Even though housing prices are a good place to start, there are many other rental property costs that you have to organize for as a Smithtown investor. Some of the most common of these costs include:
- Down Payment – Unless you’re paying cash for a property, you’ll need to prepare to have enough money on hand for a down payment. Several conventional mortgages require somewhere in the range of 10% and 25% of the purchase price.
- Closing Costs – The list of closing costs is long, ranging from fees for everything from loan origination and attorney fees to appraisals, recording fees, and more. A good rule of thumb is to prepare to compensate somewhere around 2% and 5% of the purchase price.
- Property Taxes – Although regularly ignored, property taxes are also an important item to include in your budget. Property taxes depend on the estimated value of the property. In many areas, you can locate information on property taxes online.
- Repair and Maintenance Costs – Depending on the condition your property is in before you acquire it, it is important to fix it up before it’s ready for your tenants. It would be best if you were already preparing for ongoing repair and maintenance costs, which are often around 5% of the property value annually.
- Association Fees – If your property is subject to an Owner’s Association or other governing board, you’ll have to factor monthly association fees into your total costs. These fees might be little or quite high, contingent upon the type of amenities the community offers.
- Property Management Fees – Lots of Smithtown investors choose to employ a trusted property manager, like Real Property Management Landmark, to perform the day-to-day tasks involved in owning a rental property. If this is your intention, you need to include the cost of the property manager’s fee in your budget.

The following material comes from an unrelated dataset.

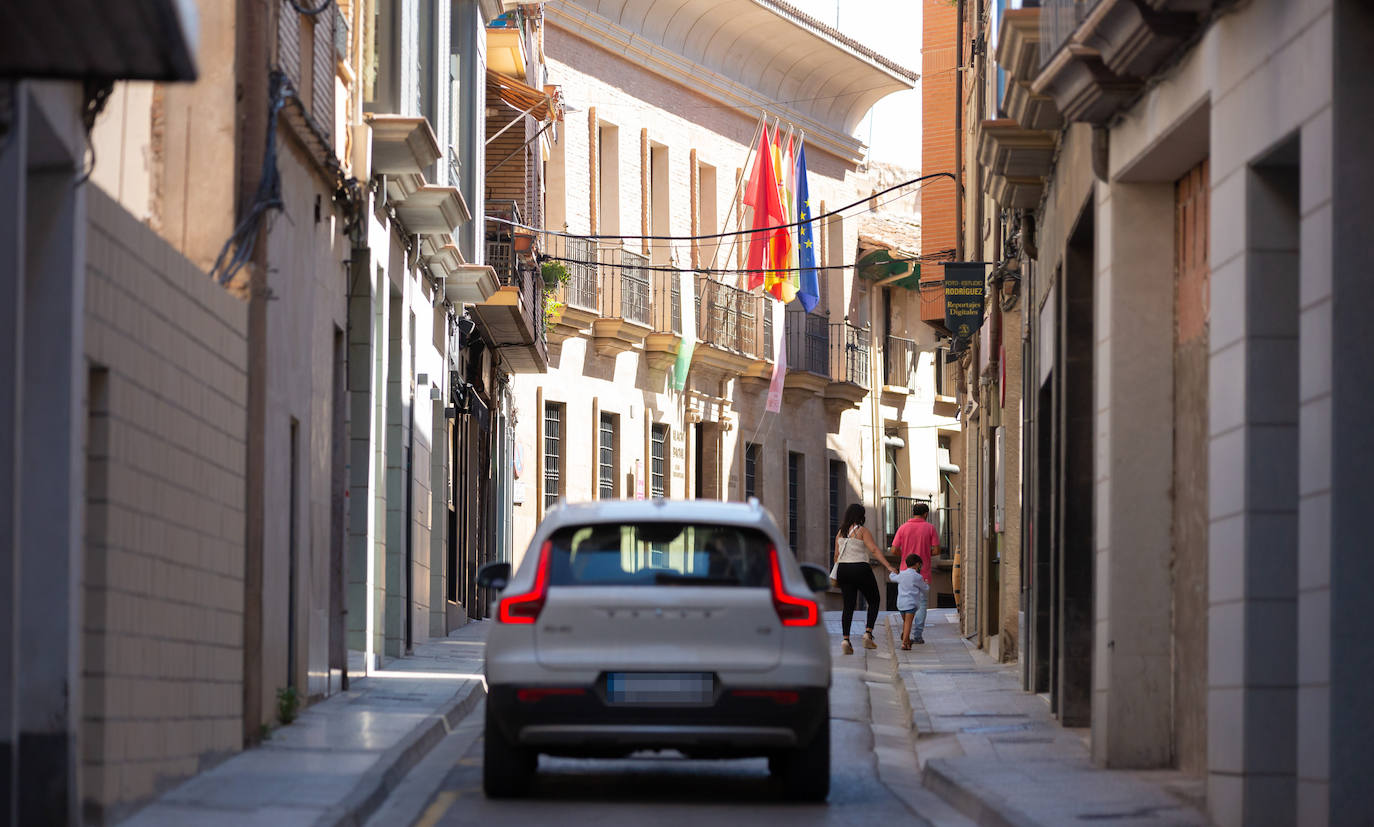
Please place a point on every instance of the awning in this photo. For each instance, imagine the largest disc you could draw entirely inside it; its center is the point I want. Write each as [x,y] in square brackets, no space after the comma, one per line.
[520,96]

Depending on who you hire, this fee could range anywhere from 8% to above 20%.
- Ongoing Capital Expenditures – All rental properties will require capital improvements over the years, some of that is costly compared to others. Make sure to get ready for high costs, such as a new roof or full window replacement, right from the start.
- Future Vacancies – No investor buys a rental property expecting it will sit empty for weeks or months, but yes, it does happen. That’s why it is imperative to include the costs of an unexpected vacancy in your total ownership costs.
- Cash Reserves – If buying that rental property will cause you to be flat broke, then you can’t afford it. It’s necessary to secure some cash in reserve after you close the deal to avoid financial difficulties.
While this list is by no means comprehensive, it does represent many of the major expenses. Others might be things like insurance, legal fees, utility costs, real estate agent commissions, etc. By ensuring you have all expenses accounted for, you can make smart investment decisions that will help safeguard the profitability of each rental property for years to come.